Une méta-analyse réalisée par l’équipe de recherche de l’Inserm rassemble 30 ans de statistiques et d’études : lorsque l’indice WBGT (qui intègre température, humidité et rayonnement solaire) augmente, on observe une réduction significative de la distance parcourue par match, une moindre fréquence de tacles et une dégradation de la précision des passes. Ces effets sont amplifiés pour les rencontres programmées l’après-midi. La Coupe du monde se déroulera du 11 juin au 19 juillet aux États-Unis, au Mexique et au Canada, période propice aux épisodes de chaleur.
Une conjonction de risques rarement vue
Le chercheur souligne que l’accumulation des facteurs — vagues de chaleur plus intenses, humidité élevée et pollution — est particulière pour cette édition. Aux États‑Unis, les « mégafeux » génèrent des panaches de fumée capables de parcourir des dizaines voire des centaines de kilomètres, détériorant la qualité de l’air localement.
À cela s’ajoutent des contraintes liées à l’altitude : Mexico et Guadalajara accueillent des stades situés à des niveaux élevés, ce qui complique l’effort pour des équipes qui n’ont pas le temps de s’acclimater. Passer rapidement de villes côtières comme Miami à Mexico, située à plus de 2 000 mètres, impose un coût physiologique non négligeable.
Impact sur le jeu et sur les joueurs
Sur le terrain, les conséquences vont au‑delà d’une simple baisse d’endurance.

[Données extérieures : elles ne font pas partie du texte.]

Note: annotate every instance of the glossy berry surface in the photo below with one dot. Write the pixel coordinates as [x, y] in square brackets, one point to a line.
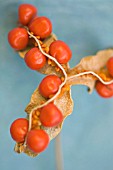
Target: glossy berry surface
[110, 66]
[18, 38]
[37, 140]
[19, 129]
[26, 12]
[41, 26]
[49, 85]
[61, 51]
[34, 59]
[50, 115]
[104, 91]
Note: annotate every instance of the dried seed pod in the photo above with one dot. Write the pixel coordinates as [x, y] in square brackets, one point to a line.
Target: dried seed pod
[89, 70]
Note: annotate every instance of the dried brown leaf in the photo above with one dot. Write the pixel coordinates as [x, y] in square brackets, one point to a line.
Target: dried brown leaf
[94, 63]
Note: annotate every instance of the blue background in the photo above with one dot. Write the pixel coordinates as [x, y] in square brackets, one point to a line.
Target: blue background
[87, 135]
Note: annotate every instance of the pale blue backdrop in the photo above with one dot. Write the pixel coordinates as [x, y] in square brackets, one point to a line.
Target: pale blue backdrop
[87, 135]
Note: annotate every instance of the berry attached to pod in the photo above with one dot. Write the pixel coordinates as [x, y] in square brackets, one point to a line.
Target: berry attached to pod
[49, 85]
[50, 115]
[34, 59]
[19, 129]
[37, 140]
[61, 51]
[26, 12]
[105, 91]
[41, 26]
[18, 38]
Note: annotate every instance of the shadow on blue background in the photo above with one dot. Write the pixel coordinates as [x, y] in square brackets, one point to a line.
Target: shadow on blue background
[87, 135]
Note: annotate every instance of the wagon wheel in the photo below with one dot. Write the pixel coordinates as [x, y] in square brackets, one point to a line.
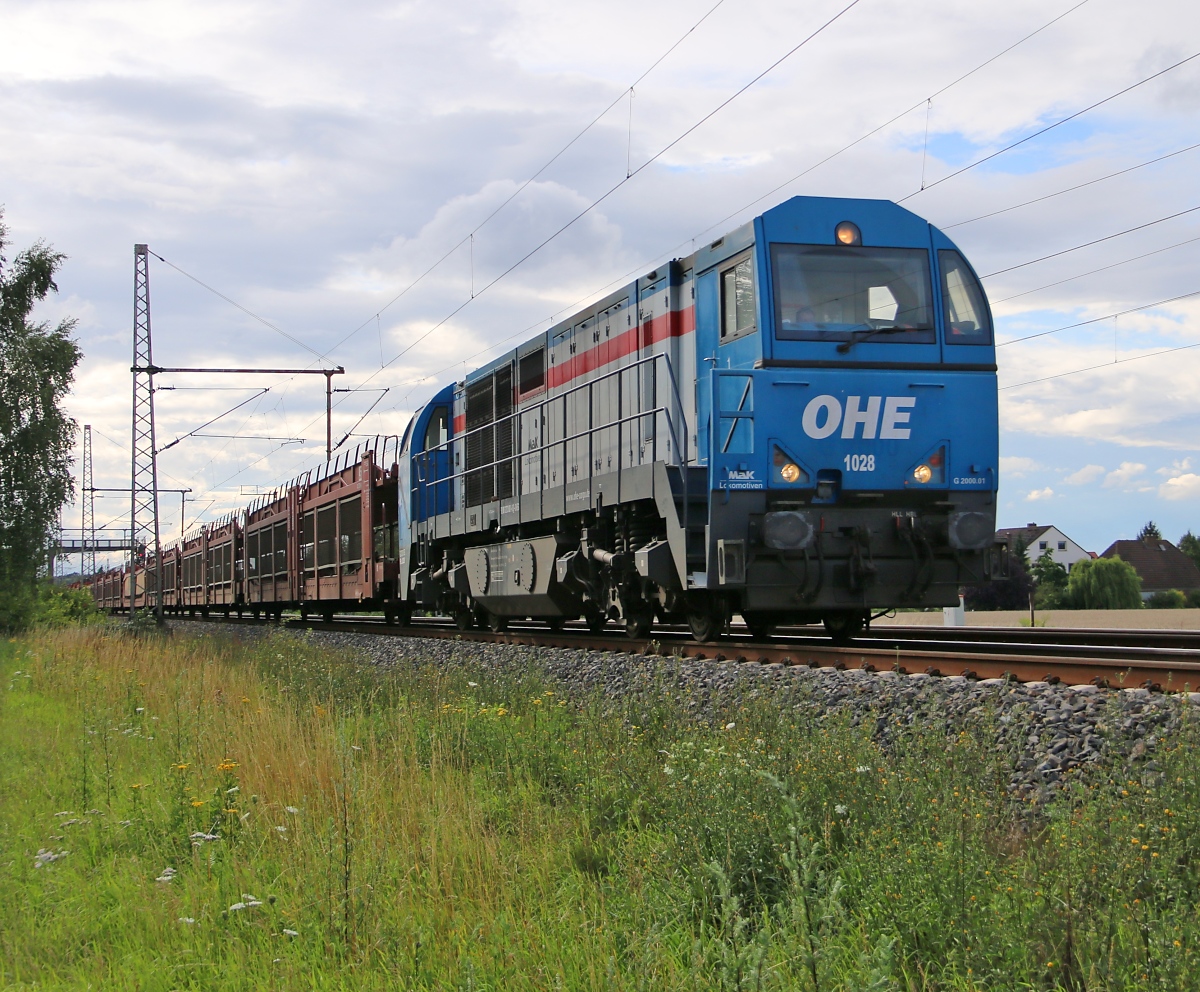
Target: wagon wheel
[844, 627]
[760, 625]
[637, 625]
[595, 620]
[706, 618]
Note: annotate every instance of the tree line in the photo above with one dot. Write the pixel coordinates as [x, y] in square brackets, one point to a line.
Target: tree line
[37, 365]
[1092, 583]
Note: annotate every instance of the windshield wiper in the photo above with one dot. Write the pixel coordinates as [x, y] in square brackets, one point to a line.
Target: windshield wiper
[865, 334]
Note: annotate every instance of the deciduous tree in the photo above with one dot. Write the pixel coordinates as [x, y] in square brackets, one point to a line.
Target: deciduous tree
[1150, 533]
[1191, 546]
[1103, 583]
[37, 366]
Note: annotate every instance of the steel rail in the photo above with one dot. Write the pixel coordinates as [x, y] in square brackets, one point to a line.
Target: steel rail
[1167, 668]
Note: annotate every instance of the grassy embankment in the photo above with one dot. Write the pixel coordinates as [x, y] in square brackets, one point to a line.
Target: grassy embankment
[273, 817]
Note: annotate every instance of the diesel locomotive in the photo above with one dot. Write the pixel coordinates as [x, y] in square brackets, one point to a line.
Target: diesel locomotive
[796, 424]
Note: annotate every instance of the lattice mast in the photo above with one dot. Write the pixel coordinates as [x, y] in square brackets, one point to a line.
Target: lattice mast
[144, 475]
[88, 557]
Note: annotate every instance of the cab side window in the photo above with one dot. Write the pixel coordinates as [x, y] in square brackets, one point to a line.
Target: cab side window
[964, 306]
[438, 431]
[737, 299]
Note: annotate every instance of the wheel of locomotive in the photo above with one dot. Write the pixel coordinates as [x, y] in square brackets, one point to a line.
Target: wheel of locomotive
[595, 620]
[844, 626]
[760, 625]
[637, 625]
[706, 618]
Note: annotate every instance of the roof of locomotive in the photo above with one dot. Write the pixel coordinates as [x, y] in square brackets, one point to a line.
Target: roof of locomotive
[799, 220]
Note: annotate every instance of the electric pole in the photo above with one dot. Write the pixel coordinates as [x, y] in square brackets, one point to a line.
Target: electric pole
[144, 474]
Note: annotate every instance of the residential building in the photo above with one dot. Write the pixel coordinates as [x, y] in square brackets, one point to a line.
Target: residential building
[1041, 539]
[1161, 565]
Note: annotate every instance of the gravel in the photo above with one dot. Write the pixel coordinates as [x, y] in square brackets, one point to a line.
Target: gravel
[1048, 729]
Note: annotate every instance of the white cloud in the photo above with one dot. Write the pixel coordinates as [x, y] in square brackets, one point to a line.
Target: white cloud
[1017, 466]
[1085, 475]
[1181, 487]
[312, 167]
[1125, 475]
[1177, 467]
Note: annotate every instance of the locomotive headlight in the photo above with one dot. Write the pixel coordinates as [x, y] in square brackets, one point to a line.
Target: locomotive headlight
[847, 233]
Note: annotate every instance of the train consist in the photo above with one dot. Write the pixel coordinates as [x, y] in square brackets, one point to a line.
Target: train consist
[795, 424]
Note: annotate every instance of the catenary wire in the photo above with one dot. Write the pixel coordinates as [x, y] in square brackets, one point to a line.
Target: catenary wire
[888, 122]
[1089, 244]
[1097, 319]
[239, 306]
[1104, 365]
[613, 188]
[1093, 271]
[1042, 131]
[799, 175]
[1071, 188]
[683, 244]
[522, 187]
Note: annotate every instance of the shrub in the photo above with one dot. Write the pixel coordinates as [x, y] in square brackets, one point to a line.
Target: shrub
[1104, 583]
[1168, 599]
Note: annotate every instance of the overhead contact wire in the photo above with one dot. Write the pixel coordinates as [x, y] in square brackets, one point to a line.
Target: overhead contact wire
[1049, 127]
[532, 179]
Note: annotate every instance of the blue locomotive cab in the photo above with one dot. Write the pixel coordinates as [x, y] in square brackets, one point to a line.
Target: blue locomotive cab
[847, 384]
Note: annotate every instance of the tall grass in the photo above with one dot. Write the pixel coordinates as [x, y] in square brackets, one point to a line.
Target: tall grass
[271, 816]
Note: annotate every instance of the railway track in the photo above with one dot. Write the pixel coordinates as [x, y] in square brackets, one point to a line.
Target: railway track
[1156, 660]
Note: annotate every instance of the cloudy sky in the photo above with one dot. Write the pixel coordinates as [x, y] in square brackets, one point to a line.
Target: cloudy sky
[311, 161]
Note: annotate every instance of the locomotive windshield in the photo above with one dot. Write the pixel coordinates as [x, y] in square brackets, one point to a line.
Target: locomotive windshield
[826, 293]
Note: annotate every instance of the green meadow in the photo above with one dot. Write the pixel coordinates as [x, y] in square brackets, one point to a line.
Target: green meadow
[193, 812]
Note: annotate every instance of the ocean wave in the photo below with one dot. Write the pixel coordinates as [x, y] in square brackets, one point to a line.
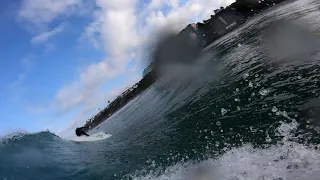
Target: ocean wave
[286, 160]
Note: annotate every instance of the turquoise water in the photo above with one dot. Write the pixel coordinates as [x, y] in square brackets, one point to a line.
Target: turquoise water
[238, 113]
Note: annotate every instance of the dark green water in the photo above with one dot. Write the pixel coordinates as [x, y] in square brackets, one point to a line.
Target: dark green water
[237, 114]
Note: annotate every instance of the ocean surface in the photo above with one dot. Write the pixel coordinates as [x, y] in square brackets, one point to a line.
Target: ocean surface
[247, 110]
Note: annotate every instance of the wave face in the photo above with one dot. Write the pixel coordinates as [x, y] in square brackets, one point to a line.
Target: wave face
[248, 110]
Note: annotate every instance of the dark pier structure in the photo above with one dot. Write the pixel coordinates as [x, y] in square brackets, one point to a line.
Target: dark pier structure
[199, 35]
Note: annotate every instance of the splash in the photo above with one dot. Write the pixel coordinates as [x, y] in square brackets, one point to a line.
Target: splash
[287, 160]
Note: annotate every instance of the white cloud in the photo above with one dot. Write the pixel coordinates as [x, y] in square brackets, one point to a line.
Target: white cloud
[120, 29]
[44, 36]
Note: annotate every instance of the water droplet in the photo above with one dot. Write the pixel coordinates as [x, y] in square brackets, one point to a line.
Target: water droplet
[268, 139]
[264, 92]
[223, 111]
[218, 123]
[274, 109]
[246, 75]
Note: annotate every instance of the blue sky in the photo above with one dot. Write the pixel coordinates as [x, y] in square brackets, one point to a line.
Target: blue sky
[61, 60]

Les auteurs de l’étude notent une moins bonne qualité technique — contrôle, passes, prise d’information dans l’espace — en lien direct avec l’exposition à l’air pollué et au stress thermique.
- Moins de distance et d’intensité globale pendant le match;
- Baisse de la précision technique et du temps de réaction;
- Risque accru de symptômes liés à la chaleur : épuisement, étourdissements, voire évanouissement dans les cas extrêmes;
- Impact inégal selon les positions : défenseurs, milieux et attaquants voient tous leur mobilité affectée;
- Contraintes logistiques pour les équipes : besoin d’acclimatation, choix des horaires et gestion des rotations.
Les joueurs arrivent en plus souvent fatigués par la fin de saison en club, ce qui réduit leur marge d’adaptation. Les pauses fraîches prévues par la FIFA peuvent limiter certains incidents, mais elles ne suppriment pas le risque d’une altération durable des performances ou d’accidents liés à la chaleur.
Quelles implications pratiques ?
À court terme, les équipes devront prévoir des phases d’acclimatation plus longues, adapter les rotations et renforcer le suivi médical et de la qualité de l’air. Pour les organisateurs, la planification des horaires, la surveillance atmosphérique et des dispositifs de mitigation (ventilation, brumisation ciblée, information en temps réel) seront essentiels pour protéger la santé des joueurs et préserver le niveau de jeu.
Ces conclusions reposent sur l’analyse publiée par l’équipe de Paquito Bernard (Inserm) et sur une méta-analyse couvrant trois décennies de données climatiques et sportives, transmise à l’AFP.